Em uma pesquisa independente nos dados do DESI, a equipe identificou 300 candidatos a buracos negros de massa intermediária, a coleção mais extensa até o momento. A maioria dos buracos negros é leve (menos de 100 vezes a massa do nosso Sol) ou supermassiva (mais de um milhão de vezes a massa do nosso Sol). Os buracos negros que se encontram entre esses dois extremos são pouco compreendidos, mas acredita-se que sejam as relíquias dos primeiros buracos negros que se formaram no Universo primitivo e as sementes dos buracos negros supermassivos encontrados no centro das grandes galáxias atuais. Entretanto, eles permanecem esquivos, com apenas 100 a 150 candidatos a buracos negros de massa intermediária conhecidos até o momento. Com a grande população descoberta pelo DESI, os cientistas agora têm um novo e poderoso conjunto de dados para usar no estudo desses enigmas cósmicos.

"O design tecnológico do DESI foi importante para esse projeto, em particular o tamanho pequeno de suas fibras, que nos permitiu ampliar melhor o centro das galáxias e identificar os sinais sutis dos buracos negros ativos", diz Stephanie Juneau, astrônoma associada do NOIRLab e coautora do artigo. "Com outros espectrógrafos de fibra com fibras maiores, mais luz estelar entra da periferia da galáxia e dilui os sinais que estamos procurando. Isso explica por que conseguimos encontrar uma fração maior de buracos negros ativos nesse trabalho em relação a esforços anteriores."

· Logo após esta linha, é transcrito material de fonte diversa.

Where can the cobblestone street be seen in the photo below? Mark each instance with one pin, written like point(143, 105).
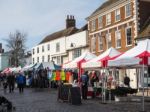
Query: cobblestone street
point(46, 101)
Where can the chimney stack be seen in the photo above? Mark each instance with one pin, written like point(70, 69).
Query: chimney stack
point(0, 47)
point(70, 21)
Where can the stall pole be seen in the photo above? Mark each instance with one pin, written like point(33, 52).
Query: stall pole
point(143, 98)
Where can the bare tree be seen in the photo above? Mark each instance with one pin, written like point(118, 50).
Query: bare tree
point(16, 45)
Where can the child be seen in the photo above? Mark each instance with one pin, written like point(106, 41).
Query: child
point(5, 86)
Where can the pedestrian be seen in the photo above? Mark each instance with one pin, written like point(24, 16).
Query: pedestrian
point(11, 82)
point(5, 85)
point(127, 80)
point(21, 82)
point(84, 84)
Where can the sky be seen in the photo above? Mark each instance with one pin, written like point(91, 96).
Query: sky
point(39, 18)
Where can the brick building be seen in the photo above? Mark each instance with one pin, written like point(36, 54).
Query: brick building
point(117, 23)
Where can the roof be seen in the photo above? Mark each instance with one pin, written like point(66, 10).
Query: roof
point(59, 34)
point(104, 5)
point(145, 30)
point(85, 27)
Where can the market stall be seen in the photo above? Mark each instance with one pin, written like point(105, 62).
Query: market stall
point(76, 63)
point(100, 63)
point(139, 56)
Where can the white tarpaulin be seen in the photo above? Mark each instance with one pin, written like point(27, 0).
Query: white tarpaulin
point(96, 62)
point(84, 57)
point(133, 56)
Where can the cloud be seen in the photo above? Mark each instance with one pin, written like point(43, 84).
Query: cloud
point(39, 18)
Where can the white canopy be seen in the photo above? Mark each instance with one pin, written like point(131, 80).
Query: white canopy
point(97, 62)
point(76, 62)
point(138, 55)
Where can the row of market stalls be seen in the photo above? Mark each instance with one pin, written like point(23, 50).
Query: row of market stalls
point(37, 66)
point(137, 57)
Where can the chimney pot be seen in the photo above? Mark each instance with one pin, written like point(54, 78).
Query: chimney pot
point(70, 21)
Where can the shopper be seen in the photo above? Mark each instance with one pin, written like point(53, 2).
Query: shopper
point(21, 82)
point(11, 82)
point(84, 83)
point(127, 80)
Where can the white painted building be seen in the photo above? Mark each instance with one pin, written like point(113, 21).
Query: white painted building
point(62, 46)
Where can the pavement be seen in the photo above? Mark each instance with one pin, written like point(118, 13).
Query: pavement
point(46, 101)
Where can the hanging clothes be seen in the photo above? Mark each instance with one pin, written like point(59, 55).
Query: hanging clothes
point(54, 75)
point(67, 75)
point(62, 74)
point(57, 75)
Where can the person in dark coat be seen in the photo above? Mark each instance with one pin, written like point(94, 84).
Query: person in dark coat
point(11, 82)
point(21, 82)
point(127, 80)
point(84, 83)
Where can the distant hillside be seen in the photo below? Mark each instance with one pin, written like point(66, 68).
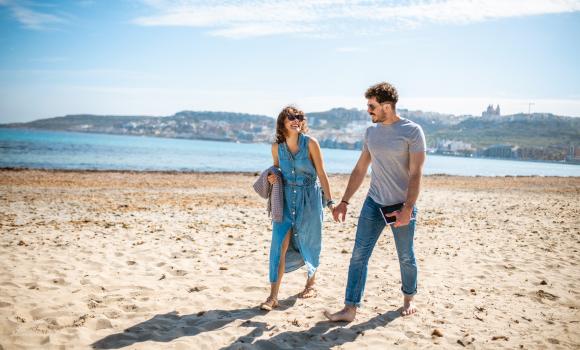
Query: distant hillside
point(536, 130)
point(223, 126)
point(536, 136)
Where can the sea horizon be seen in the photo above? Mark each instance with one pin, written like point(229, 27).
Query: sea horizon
point(24, 148)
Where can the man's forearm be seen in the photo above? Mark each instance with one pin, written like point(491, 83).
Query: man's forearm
point(413, 190)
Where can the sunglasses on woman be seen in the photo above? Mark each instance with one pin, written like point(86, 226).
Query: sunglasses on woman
point(294, 117)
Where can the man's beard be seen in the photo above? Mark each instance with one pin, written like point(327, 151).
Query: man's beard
point(375, 119)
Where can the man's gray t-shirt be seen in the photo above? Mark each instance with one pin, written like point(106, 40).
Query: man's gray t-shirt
point(389, 146)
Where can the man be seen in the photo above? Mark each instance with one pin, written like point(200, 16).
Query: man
point(396, 149)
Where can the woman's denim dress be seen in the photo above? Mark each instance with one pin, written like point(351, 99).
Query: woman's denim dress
point(302, 212)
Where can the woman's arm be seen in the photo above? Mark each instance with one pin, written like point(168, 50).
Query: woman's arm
point(316, 157)
point(275, 160)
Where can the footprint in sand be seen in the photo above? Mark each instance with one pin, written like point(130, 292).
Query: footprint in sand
point(178, 272)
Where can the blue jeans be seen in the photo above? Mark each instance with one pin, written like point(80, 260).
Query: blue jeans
point(370, 226)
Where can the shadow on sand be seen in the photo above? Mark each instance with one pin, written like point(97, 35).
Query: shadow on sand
point(170, 326)
point(323, 335)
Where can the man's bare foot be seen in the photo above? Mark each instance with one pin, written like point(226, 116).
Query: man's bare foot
point(270, 304)
point(308, 292)
point(347, 314)
point(409, 307)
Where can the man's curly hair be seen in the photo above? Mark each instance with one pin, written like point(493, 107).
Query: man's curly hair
point(383, 92)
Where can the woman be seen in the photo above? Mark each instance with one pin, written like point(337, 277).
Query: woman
point(296, 240)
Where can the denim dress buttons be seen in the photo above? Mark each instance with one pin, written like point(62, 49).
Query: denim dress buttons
point(303, 212)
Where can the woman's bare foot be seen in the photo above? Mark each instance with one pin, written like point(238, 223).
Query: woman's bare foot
point(409, 307)
point(270, 304)
point(308, 292)
point(348, 313)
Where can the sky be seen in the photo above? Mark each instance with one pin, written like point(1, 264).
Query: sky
point(158, 57)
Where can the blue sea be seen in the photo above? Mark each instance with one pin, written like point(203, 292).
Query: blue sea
point(22, 148)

Em geral, espera-se que os buracos negros encontrados em galáxias anãs estejam no regime de massa intermediária. Mas, curiosamente, apenas 70 dos candidatos a buracos negros de massa intermediária recém-descobertos se sobrepõem aos candidatos a AGNs anões. Isso acrescenta outra camada de entusiasmo às descobertas e levanta questões sobre a formação e a evolução dos buracos negros dentro das galáxias.